Magistrates voted without discussion to table the proposal, but later in the meeting, the issue resurfaced.
Prior to adjournment, Judge-Executive R.D. “Doc” Marshall noted that Wednesday’s agenda contained every action the court had expressed it wanted to take during last week’s meeting, but County Attorney Keith Bartley disagreed.
“There is not another person in this room who was at last Friday’s meeting who would agree with you, except maybe your wife,” Bartley said.
“We discussed a lot of things, and the way that you wrote this was just the way that you wanted,”District 1 Magistrate John Goble added.
Goble was particularly concerned with the resolution regarding layoffs, saying “none of the people we talked about” were on it. He then turned to Marshall’s wife, administrative assistant Lois Marshall, with a warning.
“You should have put your name at the top of the list to be laid off,” Goble told her.
After the meeting, Goble said he fully intends to see Lois Marshall’s position fall under the budget ax, and he believes the other magistrates will agree.
Magistrates also put off decisions on selling property, saying they wanted to wait until appraisals were complete, and scheduling an auction of surplus vehicles and equipment, saying they wanted to see a list of items declared surplus.
The court will meet again at 10 a.m., Friday, to take up those issues.
One measure the court did pass was an austerity measure aimed at trimming some costs. Magistrates voted to turn off all county cell phones and park all county vehicles, as well as to turn off lights in county parks during the winter.
Early in the meeting, the strained relationship between Judge Marshall, on one side, and magistrates and Bartley, on the other, were evident, when a motion to go into closed session died for lack of a second.
Marshall announced the closed session “for the purpose of discussing two issues that may require possible litigation.” Magistrates remained silent for a moment, before Bartley told them, “If you have other issues you for the executive session, certainly you need announce what those issues are.”

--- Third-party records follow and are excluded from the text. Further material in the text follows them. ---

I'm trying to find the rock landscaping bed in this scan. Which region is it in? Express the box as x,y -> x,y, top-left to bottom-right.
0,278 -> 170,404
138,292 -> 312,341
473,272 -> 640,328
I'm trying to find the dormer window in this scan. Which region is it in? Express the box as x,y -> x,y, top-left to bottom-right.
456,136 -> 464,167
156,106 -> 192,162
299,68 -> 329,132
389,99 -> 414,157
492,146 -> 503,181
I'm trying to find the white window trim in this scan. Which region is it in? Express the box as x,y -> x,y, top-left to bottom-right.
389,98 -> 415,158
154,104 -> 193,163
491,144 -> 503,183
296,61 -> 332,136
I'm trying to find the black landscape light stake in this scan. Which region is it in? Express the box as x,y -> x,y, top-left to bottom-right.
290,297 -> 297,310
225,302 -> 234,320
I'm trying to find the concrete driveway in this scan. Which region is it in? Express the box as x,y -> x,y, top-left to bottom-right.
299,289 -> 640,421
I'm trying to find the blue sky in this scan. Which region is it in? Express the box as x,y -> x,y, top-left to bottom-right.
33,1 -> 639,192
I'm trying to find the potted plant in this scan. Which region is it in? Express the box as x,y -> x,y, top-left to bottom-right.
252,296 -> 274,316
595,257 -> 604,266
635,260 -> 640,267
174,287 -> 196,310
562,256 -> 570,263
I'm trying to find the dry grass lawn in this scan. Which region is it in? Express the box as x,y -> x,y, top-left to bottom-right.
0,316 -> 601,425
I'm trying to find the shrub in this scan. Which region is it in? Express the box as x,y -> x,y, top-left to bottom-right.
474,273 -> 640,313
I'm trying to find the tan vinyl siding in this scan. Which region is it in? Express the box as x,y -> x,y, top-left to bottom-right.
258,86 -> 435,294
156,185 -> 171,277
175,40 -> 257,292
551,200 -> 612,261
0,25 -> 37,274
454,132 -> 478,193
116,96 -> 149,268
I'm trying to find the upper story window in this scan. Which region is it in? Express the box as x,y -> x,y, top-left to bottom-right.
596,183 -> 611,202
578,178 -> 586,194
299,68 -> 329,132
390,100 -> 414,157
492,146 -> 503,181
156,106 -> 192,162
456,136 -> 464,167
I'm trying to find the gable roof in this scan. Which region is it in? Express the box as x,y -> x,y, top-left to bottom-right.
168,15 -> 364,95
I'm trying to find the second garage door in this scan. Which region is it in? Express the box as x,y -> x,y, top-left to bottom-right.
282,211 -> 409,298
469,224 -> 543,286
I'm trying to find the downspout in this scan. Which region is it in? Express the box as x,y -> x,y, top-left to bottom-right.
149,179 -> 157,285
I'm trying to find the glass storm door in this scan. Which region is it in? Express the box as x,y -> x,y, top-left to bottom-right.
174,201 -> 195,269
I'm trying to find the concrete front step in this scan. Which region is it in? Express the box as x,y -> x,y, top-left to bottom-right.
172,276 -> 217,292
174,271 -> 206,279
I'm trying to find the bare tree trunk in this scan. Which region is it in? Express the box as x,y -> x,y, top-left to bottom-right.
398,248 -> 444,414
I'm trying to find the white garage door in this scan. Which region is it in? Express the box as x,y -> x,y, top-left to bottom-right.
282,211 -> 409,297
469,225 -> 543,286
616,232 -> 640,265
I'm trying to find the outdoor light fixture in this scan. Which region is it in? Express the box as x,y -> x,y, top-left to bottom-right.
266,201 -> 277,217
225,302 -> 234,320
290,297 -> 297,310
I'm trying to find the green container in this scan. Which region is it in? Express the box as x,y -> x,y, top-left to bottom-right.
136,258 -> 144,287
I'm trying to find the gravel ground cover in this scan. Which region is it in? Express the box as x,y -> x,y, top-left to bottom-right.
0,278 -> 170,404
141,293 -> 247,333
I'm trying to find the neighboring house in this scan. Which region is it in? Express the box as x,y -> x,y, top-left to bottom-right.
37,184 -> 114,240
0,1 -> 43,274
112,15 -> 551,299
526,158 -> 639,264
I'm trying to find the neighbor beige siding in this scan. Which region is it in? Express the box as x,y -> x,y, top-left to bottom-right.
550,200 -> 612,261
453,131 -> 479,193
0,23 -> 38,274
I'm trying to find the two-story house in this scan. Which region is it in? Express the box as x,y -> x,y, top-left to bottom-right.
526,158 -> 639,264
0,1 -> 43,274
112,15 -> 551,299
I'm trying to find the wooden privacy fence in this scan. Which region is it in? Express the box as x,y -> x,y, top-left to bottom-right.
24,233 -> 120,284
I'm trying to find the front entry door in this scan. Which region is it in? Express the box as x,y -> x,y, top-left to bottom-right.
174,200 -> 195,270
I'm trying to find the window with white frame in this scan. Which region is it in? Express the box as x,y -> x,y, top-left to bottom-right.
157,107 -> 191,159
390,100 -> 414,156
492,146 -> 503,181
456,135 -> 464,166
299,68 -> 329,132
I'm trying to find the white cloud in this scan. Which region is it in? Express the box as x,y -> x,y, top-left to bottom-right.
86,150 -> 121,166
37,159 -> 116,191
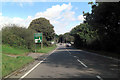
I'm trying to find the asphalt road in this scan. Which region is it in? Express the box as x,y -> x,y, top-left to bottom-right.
19,45 -> 120,80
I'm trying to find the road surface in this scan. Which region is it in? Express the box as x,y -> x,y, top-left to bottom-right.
18,45 -> 119,80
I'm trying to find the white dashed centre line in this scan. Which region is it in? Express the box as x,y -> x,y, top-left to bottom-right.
66,48 -> 88,68
66,47 -> 104,79
77,59 -> 88,68
74,56 -> 77,58
96,75 -> 103,80
66,49 -> 71,54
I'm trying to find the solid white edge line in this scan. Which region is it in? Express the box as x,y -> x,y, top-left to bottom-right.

“I am stating there are only two issues that will be presented in executive session,” Marshall replied.
“I really don’t care what you’re stating, judge …” Bartley responded. “If these magistrates have other issues that they want to announce that they want to discuss, then they can do that.”
Goble and District 2 Magistrate Hattie Owens indicated they would also like to discuss surplus property and personnel in closed session, but Marshall remained adamant.
“At this meeting, I’m saying we have two issues I want to address,” Marshall said.
The motion died for a lack of a second.
At the end of the meeting, Bartley laid the blame for the court’s failure to pass many of the resolutions squarely at Judge Marshall’s feet.
“At last week’s meeting, we discussed just what actions we were going to take today,” Bartley told representatives of the Department for Local Government, as he asked them to return on Friday. “Obviously, that didn’t happen today, and it didn’t happen, in my opinion, because the judge didn’t want it to happen. We have a regularly scheduled meeting on Friday, and as you know, at a regularly scheduled meeting with a regular agenda, there can be actions taken, whether the judge likes it or not, or whether its on the agenda or not. So, if you’re here then and able to answer any questions these folks may have, I think they’ll take all the appropriate steps, to answer all of your concerns. They were just limited today and unable to do so for reasons beyond these magistrates’ control.”
DLG representative Matthew Frolich said he would have to ask his superiors if they could attend, but the cautioned Bartley that the department was not interested in getting between the judge and the magistrates.
“One thing we will not do and we will never do is interject ourselves in politics,” Frolich said. “That is not our job and something we will certainly not do.”
Later in the day, Marshall’s office said the department called back to say they would not be attending Friday’s meeting.